Howdi,
We're using Cassandra 0.6.6 - intending to wait until 0.7 before
we do any more upgrades.
We're running a cluster of 16 boxes of 7.1GB each, on Amazon EC2
using Ubuntu 10.04 (LTS).
Today we saw one box kick its little feet up, and after investigating
the other machines, it looks like they're all approaching the same fate.
Over the past month or so, it looks like memory has slowly
been exhausted. Both nodetool drain and jmap can't run, and
produce this error:
Error occurred during initialization of VM
Could not reserve enough space for object heap
We've got Xmx/Xms set to 4GB.
top shows free memory around 50-80MB, file cache under
10MB, and the java process at 12+GB virt and 7.1GB res.
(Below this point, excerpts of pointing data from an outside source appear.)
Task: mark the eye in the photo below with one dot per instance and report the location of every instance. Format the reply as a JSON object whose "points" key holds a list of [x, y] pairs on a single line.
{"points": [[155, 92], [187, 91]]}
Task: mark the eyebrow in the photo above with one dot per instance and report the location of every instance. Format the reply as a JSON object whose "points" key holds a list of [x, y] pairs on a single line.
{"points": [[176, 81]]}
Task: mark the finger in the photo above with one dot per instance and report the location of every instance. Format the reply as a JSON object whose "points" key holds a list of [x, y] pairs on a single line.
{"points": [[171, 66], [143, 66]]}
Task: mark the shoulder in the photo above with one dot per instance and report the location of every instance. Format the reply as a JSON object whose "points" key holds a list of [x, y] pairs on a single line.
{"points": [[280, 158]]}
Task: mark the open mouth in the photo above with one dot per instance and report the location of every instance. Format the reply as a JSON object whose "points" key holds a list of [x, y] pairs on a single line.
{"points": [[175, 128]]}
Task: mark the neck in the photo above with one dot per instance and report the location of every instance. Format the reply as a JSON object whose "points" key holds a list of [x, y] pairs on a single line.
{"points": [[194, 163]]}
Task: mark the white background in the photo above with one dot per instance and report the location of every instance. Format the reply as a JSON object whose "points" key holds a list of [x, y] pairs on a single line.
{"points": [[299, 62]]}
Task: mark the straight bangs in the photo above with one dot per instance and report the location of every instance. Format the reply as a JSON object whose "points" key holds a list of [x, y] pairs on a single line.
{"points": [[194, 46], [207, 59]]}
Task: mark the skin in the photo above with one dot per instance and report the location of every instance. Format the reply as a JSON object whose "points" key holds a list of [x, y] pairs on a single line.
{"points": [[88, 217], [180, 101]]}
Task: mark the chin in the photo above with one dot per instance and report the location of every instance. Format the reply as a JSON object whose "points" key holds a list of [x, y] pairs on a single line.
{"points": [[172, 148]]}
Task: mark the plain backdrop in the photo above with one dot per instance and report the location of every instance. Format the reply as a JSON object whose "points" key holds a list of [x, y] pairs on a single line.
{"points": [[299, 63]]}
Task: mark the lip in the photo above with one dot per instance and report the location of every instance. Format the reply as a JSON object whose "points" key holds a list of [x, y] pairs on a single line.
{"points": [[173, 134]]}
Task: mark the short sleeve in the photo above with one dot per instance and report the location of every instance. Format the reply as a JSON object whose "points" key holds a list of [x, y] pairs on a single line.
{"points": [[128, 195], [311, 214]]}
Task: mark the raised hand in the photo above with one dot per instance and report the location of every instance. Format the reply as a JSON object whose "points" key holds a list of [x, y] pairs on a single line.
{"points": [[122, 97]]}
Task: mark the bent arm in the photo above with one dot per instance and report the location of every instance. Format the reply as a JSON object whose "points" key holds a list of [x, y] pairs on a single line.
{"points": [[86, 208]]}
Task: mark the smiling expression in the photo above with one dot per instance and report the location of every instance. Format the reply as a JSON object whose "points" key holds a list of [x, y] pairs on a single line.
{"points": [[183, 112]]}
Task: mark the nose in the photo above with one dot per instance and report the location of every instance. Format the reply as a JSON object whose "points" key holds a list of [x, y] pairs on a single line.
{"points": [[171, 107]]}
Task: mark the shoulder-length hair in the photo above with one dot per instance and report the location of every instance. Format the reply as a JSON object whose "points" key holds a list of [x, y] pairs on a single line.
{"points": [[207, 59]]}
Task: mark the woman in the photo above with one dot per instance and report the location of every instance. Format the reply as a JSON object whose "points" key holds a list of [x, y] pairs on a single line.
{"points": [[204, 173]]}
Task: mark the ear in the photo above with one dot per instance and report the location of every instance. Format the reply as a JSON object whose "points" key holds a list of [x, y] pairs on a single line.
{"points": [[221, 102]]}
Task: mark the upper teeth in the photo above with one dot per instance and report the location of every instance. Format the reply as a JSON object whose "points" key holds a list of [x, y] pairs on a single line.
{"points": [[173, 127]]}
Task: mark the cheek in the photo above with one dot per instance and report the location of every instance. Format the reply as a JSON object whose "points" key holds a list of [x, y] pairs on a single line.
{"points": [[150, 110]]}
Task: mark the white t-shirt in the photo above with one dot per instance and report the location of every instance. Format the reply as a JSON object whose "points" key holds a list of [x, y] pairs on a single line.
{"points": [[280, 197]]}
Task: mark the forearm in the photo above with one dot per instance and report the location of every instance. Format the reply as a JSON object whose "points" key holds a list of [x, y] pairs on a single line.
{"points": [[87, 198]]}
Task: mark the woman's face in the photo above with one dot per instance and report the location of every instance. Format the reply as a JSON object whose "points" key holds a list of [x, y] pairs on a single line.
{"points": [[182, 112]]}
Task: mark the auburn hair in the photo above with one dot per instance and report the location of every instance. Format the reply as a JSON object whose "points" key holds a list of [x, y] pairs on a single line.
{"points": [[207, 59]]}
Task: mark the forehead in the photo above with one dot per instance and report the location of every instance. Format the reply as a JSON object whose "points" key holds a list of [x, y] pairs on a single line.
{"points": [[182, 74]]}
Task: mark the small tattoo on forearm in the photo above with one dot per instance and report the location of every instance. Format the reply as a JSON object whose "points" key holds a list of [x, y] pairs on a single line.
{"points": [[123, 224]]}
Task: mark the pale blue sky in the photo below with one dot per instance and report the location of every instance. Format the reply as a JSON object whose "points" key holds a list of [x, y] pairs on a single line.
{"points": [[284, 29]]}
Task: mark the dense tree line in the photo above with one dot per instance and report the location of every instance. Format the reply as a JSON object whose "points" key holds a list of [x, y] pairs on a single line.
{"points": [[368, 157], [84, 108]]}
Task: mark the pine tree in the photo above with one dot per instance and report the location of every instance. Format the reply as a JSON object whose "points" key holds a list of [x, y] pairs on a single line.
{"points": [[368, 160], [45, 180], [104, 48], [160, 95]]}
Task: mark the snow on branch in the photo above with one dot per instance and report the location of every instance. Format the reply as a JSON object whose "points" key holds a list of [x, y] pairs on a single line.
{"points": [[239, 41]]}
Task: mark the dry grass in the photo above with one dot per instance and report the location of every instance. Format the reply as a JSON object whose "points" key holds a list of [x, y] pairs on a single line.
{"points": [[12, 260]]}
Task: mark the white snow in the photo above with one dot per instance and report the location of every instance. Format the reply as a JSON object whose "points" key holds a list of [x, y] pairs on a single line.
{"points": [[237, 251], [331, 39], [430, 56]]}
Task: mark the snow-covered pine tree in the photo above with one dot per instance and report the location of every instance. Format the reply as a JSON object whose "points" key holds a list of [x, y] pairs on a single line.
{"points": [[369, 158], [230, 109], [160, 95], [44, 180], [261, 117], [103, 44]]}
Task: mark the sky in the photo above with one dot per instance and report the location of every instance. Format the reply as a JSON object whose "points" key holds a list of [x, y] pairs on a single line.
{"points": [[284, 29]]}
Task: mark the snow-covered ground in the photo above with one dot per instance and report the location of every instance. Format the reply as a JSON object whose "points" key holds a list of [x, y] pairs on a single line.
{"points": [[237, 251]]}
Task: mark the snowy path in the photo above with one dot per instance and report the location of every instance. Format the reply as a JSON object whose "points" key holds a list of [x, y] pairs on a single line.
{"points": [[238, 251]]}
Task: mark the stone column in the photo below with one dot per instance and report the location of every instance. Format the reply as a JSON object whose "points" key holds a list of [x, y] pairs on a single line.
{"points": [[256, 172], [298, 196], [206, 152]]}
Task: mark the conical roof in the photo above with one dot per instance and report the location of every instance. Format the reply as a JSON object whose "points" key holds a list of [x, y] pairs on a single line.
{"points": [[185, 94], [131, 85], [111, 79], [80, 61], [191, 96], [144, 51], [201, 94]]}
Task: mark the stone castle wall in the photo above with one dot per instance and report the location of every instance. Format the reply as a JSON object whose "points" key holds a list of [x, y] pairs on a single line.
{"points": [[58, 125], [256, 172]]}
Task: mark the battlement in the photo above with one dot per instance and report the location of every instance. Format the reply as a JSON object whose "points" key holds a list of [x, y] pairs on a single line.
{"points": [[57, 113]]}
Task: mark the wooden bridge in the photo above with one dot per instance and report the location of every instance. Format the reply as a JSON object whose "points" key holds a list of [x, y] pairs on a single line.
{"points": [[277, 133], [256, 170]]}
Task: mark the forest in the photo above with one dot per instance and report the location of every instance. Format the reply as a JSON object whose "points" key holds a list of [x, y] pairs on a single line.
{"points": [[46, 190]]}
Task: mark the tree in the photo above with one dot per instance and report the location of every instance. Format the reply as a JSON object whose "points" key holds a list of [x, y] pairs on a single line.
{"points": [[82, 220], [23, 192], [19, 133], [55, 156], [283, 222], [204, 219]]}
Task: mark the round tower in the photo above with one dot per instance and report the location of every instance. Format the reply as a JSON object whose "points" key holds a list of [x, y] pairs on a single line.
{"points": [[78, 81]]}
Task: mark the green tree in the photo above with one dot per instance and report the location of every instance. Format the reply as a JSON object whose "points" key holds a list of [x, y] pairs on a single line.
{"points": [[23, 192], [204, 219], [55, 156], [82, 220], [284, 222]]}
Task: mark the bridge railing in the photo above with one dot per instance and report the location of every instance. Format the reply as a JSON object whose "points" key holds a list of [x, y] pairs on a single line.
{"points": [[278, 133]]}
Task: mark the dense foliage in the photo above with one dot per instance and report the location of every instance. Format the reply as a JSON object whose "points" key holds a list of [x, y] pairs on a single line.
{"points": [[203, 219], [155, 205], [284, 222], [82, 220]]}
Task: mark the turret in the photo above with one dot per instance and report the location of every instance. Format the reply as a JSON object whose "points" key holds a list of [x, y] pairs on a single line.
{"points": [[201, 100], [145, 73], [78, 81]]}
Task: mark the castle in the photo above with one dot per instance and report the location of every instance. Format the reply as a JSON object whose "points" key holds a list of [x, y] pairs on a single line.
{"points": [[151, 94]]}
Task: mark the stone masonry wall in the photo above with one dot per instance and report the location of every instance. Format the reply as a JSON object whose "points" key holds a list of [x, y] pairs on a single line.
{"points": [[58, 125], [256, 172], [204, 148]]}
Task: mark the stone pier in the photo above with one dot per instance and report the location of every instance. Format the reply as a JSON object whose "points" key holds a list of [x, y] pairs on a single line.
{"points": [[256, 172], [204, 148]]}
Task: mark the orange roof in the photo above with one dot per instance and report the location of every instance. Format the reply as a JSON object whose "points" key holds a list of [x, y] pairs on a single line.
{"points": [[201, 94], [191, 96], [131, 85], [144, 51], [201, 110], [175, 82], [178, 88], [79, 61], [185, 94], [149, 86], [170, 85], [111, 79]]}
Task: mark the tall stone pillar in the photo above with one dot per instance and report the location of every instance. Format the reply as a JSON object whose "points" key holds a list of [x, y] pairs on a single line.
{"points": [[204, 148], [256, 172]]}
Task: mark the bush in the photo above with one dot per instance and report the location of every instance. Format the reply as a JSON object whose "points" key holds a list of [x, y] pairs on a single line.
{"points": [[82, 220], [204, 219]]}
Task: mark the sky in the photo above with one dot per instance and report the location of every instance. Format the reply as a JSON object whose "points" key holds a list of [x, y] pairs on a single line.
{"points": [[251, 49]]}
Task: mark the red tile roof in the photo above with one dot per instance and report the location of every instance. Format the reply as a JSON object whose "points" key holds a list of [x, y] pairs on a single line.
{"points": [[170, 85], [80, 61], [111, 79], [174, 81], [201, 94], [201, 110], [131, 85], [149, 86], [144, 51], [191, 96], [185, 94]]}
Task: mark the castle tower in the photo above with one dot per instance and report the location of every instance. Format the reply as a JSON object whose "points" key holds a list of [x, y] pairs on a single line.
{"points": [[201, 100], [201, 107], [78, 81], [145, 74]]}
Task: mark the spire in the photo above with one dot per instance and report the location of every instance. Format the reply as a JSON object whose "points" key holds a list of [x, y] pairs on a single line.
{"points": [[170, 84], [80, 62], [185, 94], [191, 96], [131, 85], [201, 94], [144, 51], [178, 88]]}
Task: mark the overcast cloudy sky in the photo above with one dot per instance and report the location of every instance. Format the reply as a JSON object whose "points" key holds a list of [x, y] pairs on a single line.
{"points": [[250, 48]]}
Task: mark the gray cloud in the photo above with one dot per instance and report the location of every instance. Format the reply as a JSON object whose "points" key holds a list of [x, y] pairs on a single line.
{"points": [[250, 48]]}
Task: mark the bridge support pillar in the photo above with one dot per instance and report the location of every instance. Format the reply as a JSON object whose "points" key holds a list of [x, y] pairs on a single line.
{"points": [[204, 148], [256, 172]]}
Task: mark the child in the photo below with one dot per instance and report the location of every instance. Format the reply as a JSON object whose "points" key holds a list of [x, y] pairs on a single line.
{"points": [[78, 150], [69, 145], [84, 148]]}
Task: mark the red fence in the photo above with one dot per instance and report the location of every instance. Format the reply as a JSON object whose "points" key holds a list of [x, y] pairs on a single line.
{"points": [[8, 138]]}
This feels like a Java problem, not a Cassandra one, but I'm
open to suggestions. To ensure I don't get bothered over
the weekend we're doing a rolling restart of Cassandra on
each of the boxes now. The last time they were restarted
was just over a month ago. Now I'm wondering whether I
should (until 0.7.1 is available) schedule in a slower rolling
restart over several days, every few weeks.
I've shared a Zabbix graph of system memory at:
http://www.imagebam.com/image/3b4213110283969
cheers,
Jedd.